Virgin 3 tidak memiliki hubungan jalan cerita dengan dua film terdahulu, namun masih mengangkat tema yang sama: mengenai virginitas. Well, setidaknya itu inti permasalahan yang ingin diangkat melalui film ini. Mengenai tepat atau tidaknya, silahkan Anda yang menilainya sendiri setelah membaca review ini dan menyaksikan film ini sendiri.

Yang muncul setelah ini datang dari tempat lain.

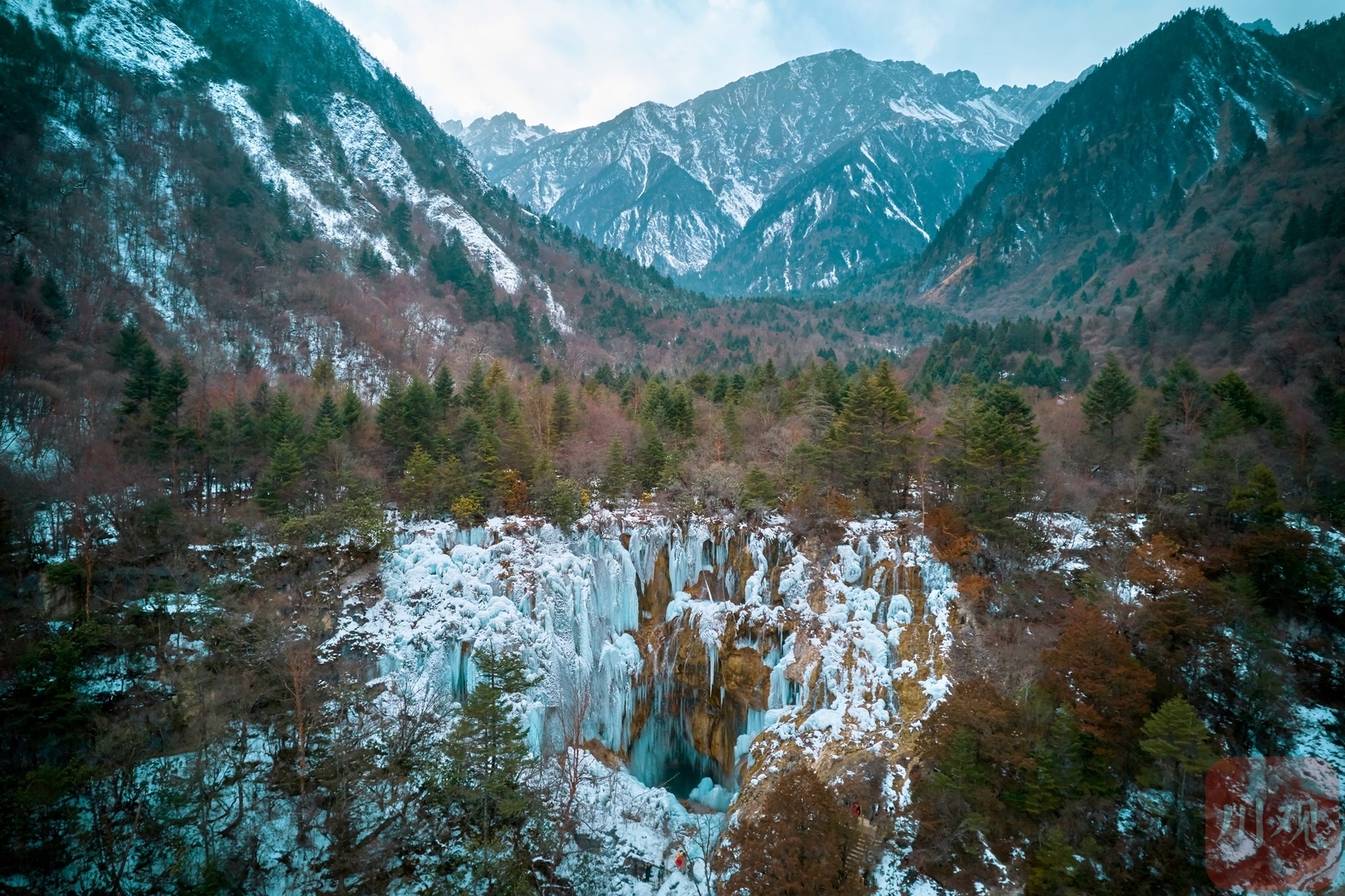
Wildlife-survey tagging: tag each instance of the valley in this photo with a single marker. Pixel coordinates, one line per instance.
(853, 479)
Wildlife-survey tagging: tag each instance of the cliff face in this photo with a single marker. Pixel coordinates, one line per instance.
(684, 652)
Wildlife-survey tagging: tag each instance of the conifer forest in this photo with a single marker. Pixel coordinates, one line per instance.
(932, 498)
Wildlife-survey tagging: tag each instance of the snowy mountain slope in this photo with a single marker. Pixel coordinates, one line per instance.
(1107, 157)
(502, 134)
(249, 176)
(745, 142)
(703, 656)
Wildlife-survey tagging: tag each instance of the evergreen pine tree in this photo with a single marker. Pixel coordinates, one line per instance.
(278, 490)
(1139, 331)
(480, 788)
(991, 452)
(616, 478)
(327, 425)
(390, 416)
(419, 414)
(282, 422)
(53, 297)
(419, 482)
(165, 404)
(400, 222)
(651, 460)
(1152, 443)
(22, 272)
(563, 414)
(1179, 742)
(144, 378)
(443, 389)
(131, 342)
(757, 490)
(1258, 501)
(476, 393)
(872, 437)
(1108, 397)
(323, 373)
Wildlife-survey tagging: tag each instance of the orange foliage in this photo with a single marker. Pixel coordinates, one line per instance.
(1157, 565)
(950, 539)
(1093, 671)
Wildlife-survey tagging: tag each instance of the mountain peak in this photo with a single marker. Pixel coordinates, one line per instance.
(501, 134)
(832, 143)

Virgin 3 bercerita mengenai empat remaja perempuan, Dini (Saphira Indah Pochi), Putri (Yessa Iona Gaffar), Tika (Gege Elisa), dan Sherry (Irish Bella). Keempat remaja tersebut berencana membuat pesta perpisahan untuk Putri yang berencana melanjutkan sekolahnya di luar negeri setelah lulus SMA. Sherry pun memberikan masukan untuk merayakannya dengan cara yang “berbeda”. Maka, keempat remaja nekat ini meminta bantuan seorang fotografer bernama Tyo (Billy) untuk membantu mereka masuk ke sebuah klub malam. Dengan pakaian super seksi, mereka berpesta dan minum-minum.

Kepolosan mereka tercium beberapa orang yang memang memiliki bisnis sesat. Keempat sahabat tersebut terancam bahaya karena menjadi sasaran kelompok penjual manusia (human trafficking). Berawal dari sebuah rencana nekat, hidup mereka akan berubah selamanya hanya dalam satu malam.
Pertama kali melihat judul film ini, saya berharap akan disuguhi sebuah konflik baru mengenai isu virginitas di kalangan remaja modern Indonesia. Namun, setelah saya selami, film ini justru lebih menonjolkan permasalahan mengenai gaya hidup anak muda (khususnya Jakarta dan kota-kota besar lainnya) yang sebagian besar menganut hedonisme dan pergaulan bebas.

Bisa dibilang, saya lebih sreg dengan Virgin 1 yang memang benar-benar memfokuskan diri mengenai virginitas di mata remaja modern di Indonesia. Saat menyaksikan Virgin 3, saya justru kehilangan “pondasi” yang saya dapat sebelum menyaksikan film ini. Saya berharap isi film ini sesuai dengan judulnya, namun di sisi lain, saya mendapatkan input dari pihak PH bahwa film ini mengangkat permasalahan mengenai human trafficking. Kenyataannya, saat film ini diputar, saya tidak melihat kedua hal tersebut sebagai hal yang ditonjolkan di film ini.
Saat membicarakan mengenai human trafficking, saya membayangkan film sejenis Holly (2006) atau Trade (2007). Kedua film tersebut dari awal menonjolkan tema tersebut dan menjadikannya sebagai kekuatan cerita. Namun, dalam Virgin 3, kita akan melihat begitu banyak konflik yang berbeda, seperti kasus pemerkosaan, usaha di bidang film porno, dan human trafficking. Jadi, kurang tepat jika dibilang film ini hanya menonjolkan isu mengenai human trafficking saja.